It's hard to imagine anything less exciting than the federal government's farm bill: agriculture isn't the most interesting topic even under the best of circumstances, and throwing Congress into the mix seems like a recipe for absolute boredom. Still, the farm bill -- which was created in 1933 and gets updated every five years or so -- affects almost every aspect of America's food, from crop subsidies to food stamps to disaster relief. For the most part, its updates happen quickly and regularly. Good thing, too, as delayed farm bills have the potential to upset daily life in a truly horrifying variety of ways.
Right now, the farm bill is caught in legislative limbo, a victim of the partisan deadlock surrounding the fiscal cliff negotiations. Normally, this wouldn't be a huge problem, except for one minor thing: When the current bill expires, the price of milk could double.
In order to protect farmers from market fluctuations, the federal government sets a minimum price at which it will buy surplus milk, which it then uses for school lunches and other programs. Under the current farm bill, this price is set a little lower than the market rate, so that farmers will be inclined to sell their milk to the public. But the original Agricultural Act of 1949 -- which the current Farm Bill overwrites -- uses a different equation that would make milk much more expensive.
According to The New York Times, if the current Farm Bill expires and the pricing equation reverts to its 1949 standard, the government will pay considerably more for milk. If that happened, Agriculture Secretary Tom Vilsack warns, farmers would rush to sell their milk to the government, prompting a serious shortage in stores. This, in turn, would drive the price of milk from an average of $3.69 a gallon to as much as $8.

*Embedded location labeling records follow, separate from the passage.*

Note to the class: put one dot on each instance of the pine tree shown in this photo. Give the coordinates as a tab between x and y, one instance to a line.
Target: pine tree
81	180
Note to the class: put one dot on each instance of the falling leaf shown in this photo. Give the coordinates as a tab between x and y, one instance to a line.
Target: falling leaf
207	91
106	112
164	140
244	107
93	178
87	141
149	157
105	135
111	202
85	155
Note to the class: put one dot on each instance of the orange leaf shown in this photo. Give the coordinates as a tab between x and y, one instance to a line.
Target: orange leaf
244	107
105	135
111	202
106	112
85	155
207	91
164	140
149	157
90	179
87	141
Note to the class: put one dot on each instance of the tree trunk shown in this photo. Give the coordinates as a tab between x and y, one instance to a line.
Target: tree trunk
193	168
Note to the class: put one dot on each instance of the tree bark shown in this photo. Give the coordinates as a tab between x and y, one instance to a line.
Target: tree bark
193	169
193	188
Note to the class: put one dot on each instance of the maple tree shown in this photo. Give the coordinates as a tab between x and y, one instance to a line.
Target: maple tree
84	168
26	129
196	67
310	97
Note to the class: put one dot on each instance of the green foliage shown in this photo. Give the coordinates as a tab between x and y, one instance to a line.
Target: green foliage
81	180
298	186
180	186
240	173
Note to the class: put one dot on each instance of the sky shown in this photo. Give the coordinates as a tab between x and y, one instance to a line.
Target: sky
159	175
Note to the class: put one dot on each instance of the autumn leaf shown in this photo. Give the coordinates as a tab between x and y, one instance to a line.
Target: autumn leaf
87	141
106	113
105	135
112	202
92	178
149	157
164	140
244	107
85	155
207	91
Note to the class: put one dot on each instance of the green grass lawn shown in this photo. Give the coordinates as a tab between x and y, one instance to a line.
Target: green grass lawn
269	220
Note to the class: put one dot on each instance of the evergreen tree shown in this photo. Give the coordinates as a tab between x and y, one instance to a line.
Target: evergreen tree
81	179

As customers demanded milk, markets would look to higher-priced overseas milk producers to make up the shortage, and prices would go up on everything from butter to yogurt to pudding. Eventually, the government would sell off the milk surplus that it had built up, causing milk prices to plummet. In the short term, consumers would be devastated and dairy producers would have a payday, after which consumers would get a break while dairy producers watched their profits crash and burn.
So why hasn't Congress passed a bill to save us from the looming white cliffs of fiscal milk insanity? The answer is simple -- and remarkably familiar. Just as recently occurred with Rep. Boehner's much-touted "Plan B," Republican legislators are locked in battle with each other. In this case, the question is how much money the government should strip out of its agricultural programs. In June, the Democrat-dominated Senate made its bid, passing a bill that would cut agricultural spending by $23 billion over ten years, including a $4.5 billion cut to the food stamp program.
Convinced that even deeper cuts could be made, the House Agriculture committee responded with a bill that would slash $35 billion, including a $16 billion cut to food stamps. Unfortunately, the House bill never even made it out of committee as a group of Republican congressmen wanted to cut even deeper -- they wanted to double the cuts to food stamps.
As Newark Mayor Cory Booker recently discovered when he tried to live on $30 worth of groceries for a week -- the amount that he would get under the government food program -- food stamps hardly suffer from an excess of generosity. Even so, as the GOP-dominated House vacillates between stingy and stingier, we are edging ever closer to a cliff that could leave us all feeling some hunger pangs.